Problem:
I am using scrapy splash to scrape a web page. However it seems the css path for imageURL
does not return any element but the ones for name
and category
worked fine. (xpath and selector are all copied directly from Chrome.)
Things I've Tried:
At first I thought it's because the page has not been fully loaded when parse
gets called so I changed the wait
argument for SplashRequest to 5 but it did not help. I also downloaded a copy of the html response from splash GUI (http://localhost:8050) and verified that the xpath/selectors all work well on the downloaded copy.
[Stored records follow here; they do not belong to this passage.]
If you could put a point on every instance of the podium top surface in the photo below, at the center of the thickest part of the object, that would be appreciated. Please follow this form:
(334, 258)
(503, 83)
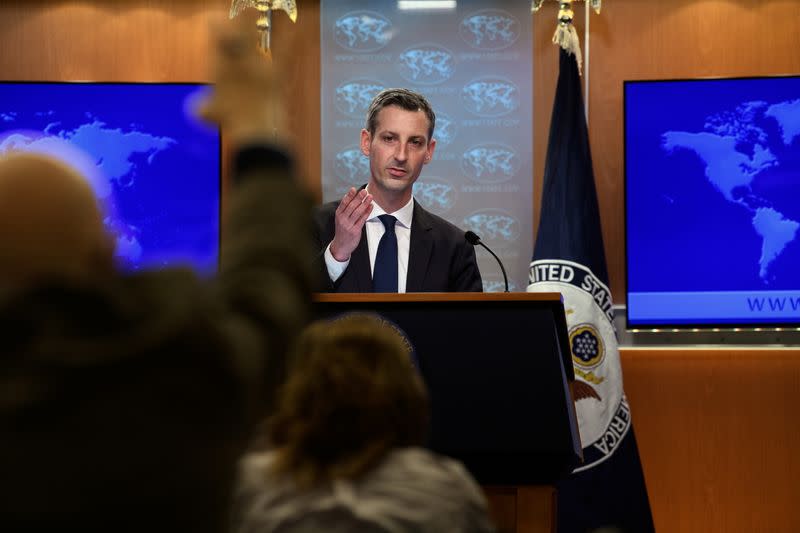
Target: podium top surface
(554, 297)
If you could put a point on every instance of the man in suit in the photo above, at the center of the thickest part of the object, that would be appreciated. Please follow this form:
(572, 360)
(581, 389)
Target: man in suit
(432, 254)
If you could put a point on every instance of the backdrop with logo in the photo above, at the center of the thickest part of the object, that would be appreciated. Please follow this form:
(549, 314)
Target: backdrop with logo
(473, 63)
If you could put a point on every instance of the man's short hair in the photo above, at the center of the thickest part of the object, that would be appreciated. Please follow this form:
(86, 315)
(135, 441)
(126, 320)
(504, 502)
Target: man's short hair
(403, 98)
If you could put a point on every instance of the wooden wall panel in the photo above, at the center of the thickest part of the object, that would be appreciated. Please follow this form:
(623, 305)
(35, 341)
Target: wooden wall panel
(716, 430)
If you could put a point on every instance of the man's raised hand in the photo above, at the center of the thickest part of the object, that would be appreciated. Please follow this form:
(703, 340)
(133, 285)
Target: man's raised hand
(351, 215)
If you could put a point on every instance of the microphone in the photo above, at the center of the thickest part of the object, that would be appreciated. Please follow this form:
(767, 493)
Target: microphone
(474, 240)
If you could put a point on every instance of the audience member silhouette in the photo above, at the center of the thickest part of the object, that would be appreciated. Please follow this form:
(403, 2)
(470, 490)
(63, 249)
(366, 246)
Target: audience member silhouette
(343, 450)
(126, 400)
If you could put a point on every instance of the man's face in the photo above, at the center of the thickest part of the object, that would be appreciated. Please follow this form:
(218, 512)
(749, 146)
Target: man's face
(397, 151)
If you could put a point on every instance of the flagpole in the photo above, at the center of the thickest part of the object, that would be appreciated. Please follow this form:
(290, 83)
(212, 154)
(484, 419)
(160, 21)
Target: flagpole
(586, 63)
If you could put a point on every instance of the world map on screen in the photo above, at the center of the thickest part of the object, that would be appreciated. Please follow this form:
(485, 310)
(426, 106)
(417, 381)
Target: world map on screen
(153, 166)
(736, 149)
(105, 155)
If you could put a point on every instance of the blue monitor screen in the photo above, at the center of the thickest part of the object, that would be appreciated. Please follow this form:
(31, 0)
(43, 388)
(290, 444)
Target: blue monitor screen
(154, 168)
(712, 181)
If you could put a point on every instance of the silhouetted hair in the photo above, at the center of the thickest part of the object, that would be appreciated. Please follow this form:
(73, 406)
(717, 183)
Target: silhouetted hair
(352, 395)
(403, 98)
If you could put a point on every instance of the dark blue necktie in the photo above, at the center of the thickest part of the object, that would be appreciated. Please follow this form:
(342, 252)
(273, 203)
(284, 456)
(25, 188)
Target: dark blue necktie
(384, 276)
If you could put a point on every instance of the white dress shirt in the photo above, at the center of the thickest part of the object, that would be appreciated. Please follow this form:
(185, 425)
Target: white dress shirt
(375, 231)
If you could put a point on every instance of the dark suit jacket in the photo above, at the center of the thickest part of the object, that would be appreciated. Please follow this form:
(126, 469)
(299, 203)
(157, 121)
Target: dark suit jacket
(440, 259)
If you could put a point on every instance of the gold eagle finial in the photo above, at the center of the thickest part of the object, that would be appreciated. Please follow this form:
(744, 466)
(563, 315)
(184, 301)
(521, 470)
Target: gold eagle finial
(265, 9)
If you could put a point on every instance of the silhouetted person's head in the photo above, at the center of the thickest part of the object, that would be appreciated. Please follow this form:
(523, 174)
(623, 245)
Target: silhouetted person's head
(353, 394)
(50, 223)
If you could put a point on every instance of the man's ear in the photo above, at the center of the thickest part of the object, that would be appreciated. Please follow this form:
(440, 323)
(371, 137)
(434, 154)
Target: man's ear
(366, 139)
(429, 151)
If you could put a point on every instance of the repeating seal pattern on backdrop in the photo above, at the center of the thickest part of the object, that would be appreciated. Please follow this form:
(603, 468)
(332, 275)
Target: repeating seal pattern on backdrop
(352, 166)
(352, 97)
(435, 194)
(490, 96)
(426, 64)
(490, 163)
(363, 31)
(494, 224)
(489, 29)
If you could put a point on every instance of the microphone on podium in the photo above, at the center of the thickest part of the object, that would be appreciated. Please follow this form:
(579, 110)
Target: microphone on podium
(474, 240)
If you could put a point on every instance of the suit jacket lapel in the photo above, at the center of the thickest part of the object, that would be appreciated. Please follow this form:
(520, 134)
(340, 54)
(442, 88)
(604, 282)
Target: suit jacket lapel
(359, 262)
(419, 252)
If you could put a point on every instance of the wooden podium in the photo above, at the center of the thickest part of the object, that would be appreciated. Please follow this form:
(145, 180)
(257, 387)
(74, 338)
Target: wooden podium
(499, 373)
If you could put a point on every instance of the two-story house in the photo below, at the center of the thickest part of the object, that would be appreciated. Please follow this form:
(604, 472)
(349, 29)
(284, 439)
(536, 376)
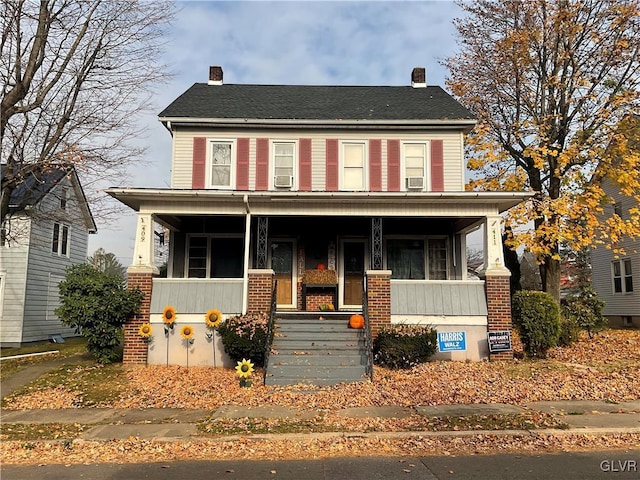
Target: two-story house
(362, 186)
(47, 230)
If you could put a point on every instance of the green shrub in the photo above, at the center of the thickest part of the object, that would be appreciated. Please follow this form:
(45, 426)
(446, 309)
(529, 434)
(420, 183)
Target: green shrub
(244, 337)
(404, 346)
(97, 305)
(569, 330)
(536, 315)
(585, 310)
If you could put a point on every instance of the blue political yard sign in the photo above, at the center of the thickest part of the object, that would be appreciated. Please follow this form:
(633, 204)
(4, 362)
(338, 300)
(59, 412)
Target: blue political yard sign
(452, 341)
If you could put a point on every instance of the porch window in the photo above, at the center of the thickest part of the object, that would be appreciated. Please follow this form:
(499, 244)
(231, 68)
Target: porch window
(215, 257)
(353, 173)
(415, 161)
(221, 154)
(283, 164)
(622, 276)
(405, 259)
(60, 240)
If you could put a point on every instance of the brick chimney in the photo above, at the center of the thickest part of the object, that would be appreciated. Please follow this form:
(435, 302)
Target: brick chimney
(419, 77)
(215, 75)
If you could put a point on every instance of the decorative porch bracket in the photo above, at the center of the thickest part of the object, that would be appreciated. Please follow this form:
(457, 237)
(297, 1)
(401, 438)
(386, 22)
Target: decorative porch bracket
(376, 243)
(261, 253)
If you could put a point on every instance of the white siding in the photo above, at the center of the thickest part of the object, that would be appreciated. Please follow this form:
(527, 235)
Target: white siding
(13, 268)
(45, 268)
(452, 148)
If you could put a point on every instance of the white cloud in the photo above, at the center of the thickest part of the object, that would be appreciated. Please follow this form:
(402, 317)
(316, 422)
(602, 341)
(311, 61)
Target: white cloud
(331, 43)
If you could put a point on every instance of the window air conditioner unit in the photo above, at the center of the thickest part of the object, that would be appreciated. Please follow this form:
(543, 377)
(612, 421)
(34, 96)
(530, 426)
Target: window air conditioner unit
(415, 183)
(283, 181)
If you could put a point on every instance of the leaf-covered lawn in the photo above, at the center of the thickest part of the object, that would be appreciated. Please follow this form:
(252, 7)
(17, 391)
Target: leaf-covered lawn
(604, 368)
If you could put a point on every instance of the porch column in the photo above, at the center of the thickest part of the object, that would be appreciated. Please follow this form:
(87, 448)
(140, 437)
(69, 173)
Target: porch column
(260, 290)
(140, 275)
(379, 299)
(496, 277)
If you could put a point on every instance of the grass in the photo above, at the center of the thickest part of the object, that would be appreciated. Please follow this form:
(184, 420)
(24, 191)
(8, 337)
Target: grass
(321, 424)
(71, 347)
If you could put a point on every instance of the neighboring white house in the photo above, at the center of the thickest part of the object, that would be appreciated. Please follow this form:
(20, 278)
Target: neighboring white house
(616, 278)
(47, 230)
(278, 182)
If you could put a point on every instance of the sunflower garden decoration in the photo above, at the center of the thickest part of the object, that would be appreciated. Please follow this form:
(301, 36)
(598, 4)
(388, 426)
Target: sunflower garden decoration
(244, 371)
(213, 318)
(186, 332)
(146, 332)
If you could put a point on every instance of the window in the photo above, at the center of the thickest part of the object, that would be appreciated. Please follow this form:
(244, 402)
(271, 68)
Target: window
(353, 163)
(60, 241)
(215, 257)
(221, 172)
(415, 163)
(622, 276)
(283, 164)
(408, 260)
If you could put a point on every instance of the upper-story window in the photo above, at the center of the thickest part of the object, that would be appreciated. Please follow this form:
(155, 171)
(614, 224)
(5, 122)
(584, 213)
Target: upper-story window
(60, 240)
(353, 171)
(622, 276)
(284, 161)
(221, 165)
(414, 160)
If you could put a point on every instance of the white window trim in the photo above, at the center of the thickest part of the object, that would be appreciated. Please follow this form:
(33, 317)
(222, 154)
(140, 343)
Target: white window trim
(427, 165)
(623, 276)
(425, 239)
(365, 165)
(59, 253)
(209, 164)
(208, 236)
(272, 164)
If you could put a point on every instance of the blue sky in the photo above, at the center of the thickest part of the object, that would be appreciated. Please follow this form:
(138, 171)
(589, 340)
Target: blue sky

Here I assumed that this html would be exactly what scrapy sees in parse
so I couldn't make sense of why it wouldn't work inside scrapy script.
Code:
Here is my code:
class NikeSpider(scrapy.Spider):
name = 'nike'
allowed_domains = ['nike.com', 'store.nike.com']
start_urls = ['https://www.nike.com/t/air-vapormax-flyknit-utility-running-shoe-XPTbVZzp/AH6834-400']
def start_requests(self):
for url in self.start_urls:
yield SplashRequest (
url=url,
callback=self.parse,
args= {
'wait': 5
}
)
def parse(self, response):
name = response.xpath('//*[@id="RightRail"]/div/div[1]/div[1]/h1/text()').extract_first()
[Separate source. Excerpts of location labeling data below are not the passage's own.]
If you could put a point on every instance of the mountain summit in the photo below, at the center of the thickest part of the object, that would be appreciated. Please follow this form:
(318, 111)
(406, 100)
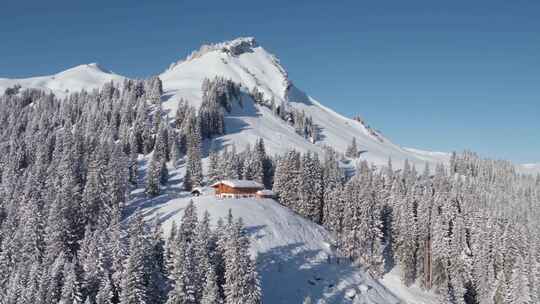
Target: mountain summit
(248, 64)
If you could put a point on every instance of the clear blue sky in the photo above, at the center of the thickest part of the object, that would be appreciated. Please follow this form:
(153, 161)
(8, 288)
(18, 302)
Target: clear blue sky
(436, 75)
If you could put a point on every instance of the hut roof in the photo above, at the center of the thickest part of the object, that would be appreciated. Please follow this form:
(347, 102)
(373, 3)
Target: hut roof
(239, 184)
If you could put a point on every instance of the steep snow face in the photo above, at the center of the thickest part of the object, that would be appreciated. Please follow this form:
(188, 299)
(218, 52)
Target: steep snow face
(82, 77)
(293, 255)
(244, 61)
(241, 60)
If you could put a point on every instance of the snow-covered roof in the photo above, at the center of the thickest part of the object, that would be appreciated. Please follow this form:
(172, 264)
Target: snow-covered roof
(239, 183)
(265, 192)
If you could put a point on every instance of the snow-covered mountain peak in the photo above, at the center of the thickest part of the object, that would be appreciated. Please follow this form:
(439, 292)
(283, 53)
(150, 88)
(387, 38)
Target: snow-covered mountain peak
(82, 77)
(241, 60)
(233, 47)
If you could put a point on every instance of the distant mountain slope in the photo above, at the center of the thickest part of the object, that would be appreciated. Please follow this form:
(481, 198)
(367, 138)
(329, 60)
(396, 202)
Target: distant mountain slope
(291, 252)
(243, 61)
(86, 76)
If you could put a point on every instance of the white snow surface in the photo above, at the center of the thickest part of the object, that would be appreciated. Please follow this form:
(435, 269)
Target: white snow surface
(244, 61)
(529, 168)
(237, 183)
(83, 77)
(291, 252)
(255, 67)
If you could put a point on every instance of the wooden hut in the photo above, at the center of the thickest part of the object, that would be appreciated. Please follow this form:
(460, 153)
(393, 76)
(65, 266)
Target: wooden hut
(237, 188)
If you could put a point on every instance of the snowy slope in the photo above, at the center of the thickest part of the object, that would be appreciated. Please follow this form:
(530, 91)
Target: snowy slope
(86, 76)
(244, 61)
(291, 252)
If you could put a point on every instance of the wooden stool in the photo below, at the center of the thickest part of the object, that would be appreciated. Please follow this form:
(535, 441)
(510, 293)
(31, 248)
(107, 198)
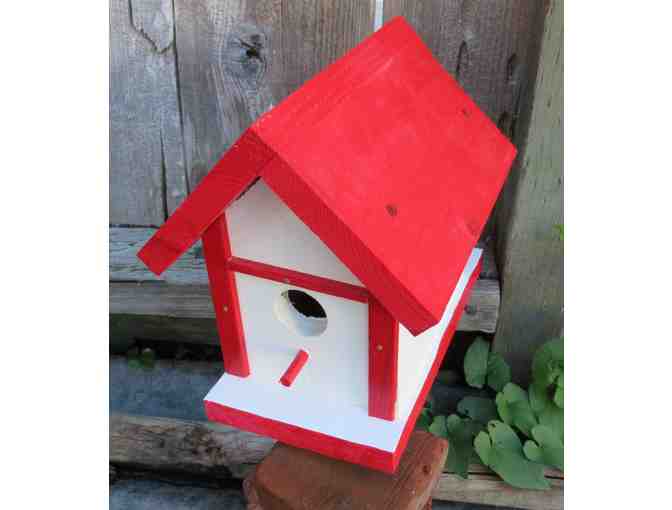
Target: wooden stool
(293, 479)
imageURL = response.css('#PDP > div > div:nth-child(2) > div.css-1jldkv2 > div:nth-child(1) > div > div > div.d-lg-h.bg-white.react-carousel > div > div.slider-container.horizontal.react-carousel-slides > ul > li.slide.selected > div > picture:nth-child(3) > img::attr(src)').extract_first()
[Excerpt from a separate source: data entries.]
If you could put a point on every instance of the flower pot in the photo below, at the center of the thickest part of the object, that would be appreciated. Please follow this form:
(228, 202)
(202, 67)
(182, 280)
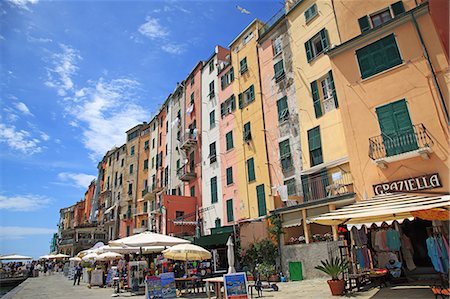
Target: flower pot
(336, 287)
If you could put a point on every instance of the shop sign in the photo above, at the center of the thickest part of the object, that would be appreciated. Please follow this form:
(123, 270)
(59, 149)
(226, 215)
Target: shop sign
(429, 181)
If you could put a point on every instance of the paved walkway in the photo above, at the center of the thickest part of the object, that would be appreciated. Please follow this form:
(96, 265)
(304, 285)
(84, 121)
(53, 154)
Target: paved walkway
(57, 286)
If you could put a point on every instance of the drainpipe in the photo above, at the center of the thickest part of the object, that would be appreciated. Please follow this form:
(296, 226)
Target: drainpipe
(430, 65)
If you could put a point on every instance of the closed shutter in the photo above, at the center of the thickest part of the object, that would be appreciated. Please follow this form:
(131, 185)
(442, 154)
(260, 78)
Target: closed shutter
(364, 24)
(261, 196)
(308, 48)
(333, 89)
(398, 8)
(316, 99)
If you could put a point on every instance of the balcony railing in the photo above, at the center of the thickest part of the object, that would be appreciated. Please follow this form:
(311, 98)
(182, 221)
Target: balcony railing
(390, 145)
(326, 185)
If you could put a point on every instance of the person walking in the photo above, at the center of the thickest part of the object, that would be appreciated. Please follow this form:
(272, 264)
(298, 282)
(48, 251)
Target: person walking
(78, 271)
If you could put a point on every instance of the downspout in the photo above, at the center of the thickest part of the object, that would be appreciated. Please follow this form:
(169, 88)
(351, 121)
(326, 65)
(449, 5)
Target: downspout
(430, 65)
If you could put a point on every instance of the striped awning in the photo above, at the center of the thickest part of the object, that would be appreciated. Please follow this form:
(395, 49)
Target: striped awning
(383, 207)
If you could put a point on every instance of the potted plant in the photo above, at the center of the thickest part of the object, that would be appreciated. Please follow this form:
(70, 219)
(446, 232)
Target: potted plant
(334, 268)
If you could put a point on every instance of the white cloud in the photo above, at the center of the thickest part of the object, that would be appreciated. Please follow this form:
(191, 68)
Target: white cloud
(81, 180)
(20, 140)
(17, 232)
(23, 203)
(173, 48)
(23, 108)
(64, 67)
(153, 29)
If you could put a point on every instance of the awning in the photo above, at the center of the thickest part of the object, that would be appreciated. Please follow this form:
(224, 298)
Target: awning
(383, 207)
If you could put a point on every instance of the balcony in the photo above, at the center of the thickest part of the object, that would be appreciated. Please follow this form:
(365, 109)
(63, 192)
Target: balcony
(325, 185)
(188, 140)
(186, 173)
(388, 148)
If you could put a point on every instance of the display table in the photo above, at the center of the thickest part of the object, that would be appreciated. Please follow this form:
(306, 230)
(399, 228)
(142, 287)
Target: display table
(218, 283)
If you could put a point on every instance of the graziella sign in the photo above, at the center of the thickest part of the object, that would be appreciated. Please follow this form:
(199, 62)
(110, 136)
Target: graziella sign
(429, 181)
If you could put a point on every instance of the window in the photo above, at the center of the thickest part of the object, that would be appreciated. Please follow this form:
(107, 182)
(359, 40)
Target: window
(310, 13)
(279, 70)
(229, 175)
(243, 65)
(246, 97)
(285, 155)
(228, 106)
(251, 170)
(247, 132)
(324, 100)
(230, 216)
(283, 111)
(212, 153)
(212, 119)
(229, 140)
(316, 45)
(292, 189)
(211, 90)
(261, 197)
(214, 197)
(227, 79)
(378, 56)
(277, 45)
(315, 146)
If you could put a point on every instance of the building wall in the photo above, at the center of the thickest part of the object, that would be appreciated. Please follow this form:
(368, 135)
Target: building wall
(252, 113)
(411, 81)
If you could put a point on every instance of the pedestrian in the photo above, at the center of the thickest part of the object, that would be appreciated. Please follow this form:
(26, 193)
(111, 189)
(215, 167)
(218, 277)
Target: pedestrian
(78, 271)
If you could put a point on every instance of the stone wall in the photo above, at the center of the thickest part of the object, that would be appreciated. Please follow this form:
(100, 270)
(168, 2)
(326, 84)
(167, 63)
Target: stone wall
(309, 255)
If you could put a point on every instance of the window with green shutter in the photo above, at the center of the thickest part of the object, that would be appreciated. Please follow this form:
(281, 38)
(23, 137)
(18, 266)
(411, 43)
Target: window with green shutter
(229, 175)
(214, 197)
(251, 170)
(285, 155)
(283, 110)
(230, 216)
(229, 140)
(378, 56)
(315, 146)
(261, 197)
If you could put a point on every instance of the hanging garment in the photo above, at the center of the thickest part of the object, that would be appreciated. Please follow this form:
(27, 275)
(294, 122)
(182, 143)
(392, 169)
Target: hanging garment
(434, 255)
(393, 240)
(408, 252)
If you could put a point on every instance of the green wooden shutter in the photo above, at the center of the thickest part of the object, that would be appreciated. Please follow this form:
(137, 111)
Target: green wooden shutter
(230, 216)
(316, 99)
(261, 196)
(308, 48)
(333, 89)
(251, 169)
(364, 24)
(397, 8)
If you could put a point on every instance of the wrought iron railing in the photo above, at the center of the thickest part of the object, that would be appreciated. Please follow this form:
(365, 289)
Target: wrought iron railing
(387, 145)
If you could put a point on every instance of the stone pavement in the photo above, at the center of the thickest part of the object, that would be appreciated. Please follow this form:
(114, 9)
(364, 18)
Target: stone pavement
(57, 286)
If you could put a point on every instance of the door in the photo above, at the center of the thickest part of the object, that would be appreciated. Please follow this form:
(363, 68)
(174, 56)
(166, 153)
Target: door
(397, 130)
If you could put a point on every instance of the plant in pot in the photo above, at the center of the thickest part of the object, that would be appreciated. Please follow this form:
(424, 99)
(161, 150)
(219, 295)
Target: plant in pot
(334, 268)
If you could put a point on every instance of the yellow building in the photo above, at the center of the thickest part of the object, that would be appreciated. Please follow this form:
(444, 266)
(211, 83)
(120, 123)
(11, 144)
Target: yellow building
(254, 186)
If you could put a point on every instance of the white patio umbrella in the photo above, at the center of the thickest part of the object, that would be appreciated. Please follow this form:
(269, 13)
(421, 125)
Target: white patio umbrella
(187, 252)
(230, 256)
(148, 239)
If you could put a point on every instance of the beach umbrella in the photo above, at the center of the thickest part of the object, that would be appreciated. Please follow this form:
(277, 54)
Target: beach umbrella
(187, 252)
(230, 256)
(148, 239)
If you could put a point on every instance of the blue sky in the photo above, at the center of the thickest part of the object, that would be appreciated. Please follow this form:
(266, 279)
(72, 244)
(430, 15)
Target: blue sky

category = response.css('#RightRail > div > div.d-lg-ib.mb0-sm.mb8-lg.u-full-width > div.ncss-base.pr12-sm > h2::text').extract_first()
url = response.url
if name != None and imageURL != None and category != None:
item = ProductItem()
item['name'] = name
item['imageURL'] = imageURL
item['category'] = category
item['URL'] = url
yield item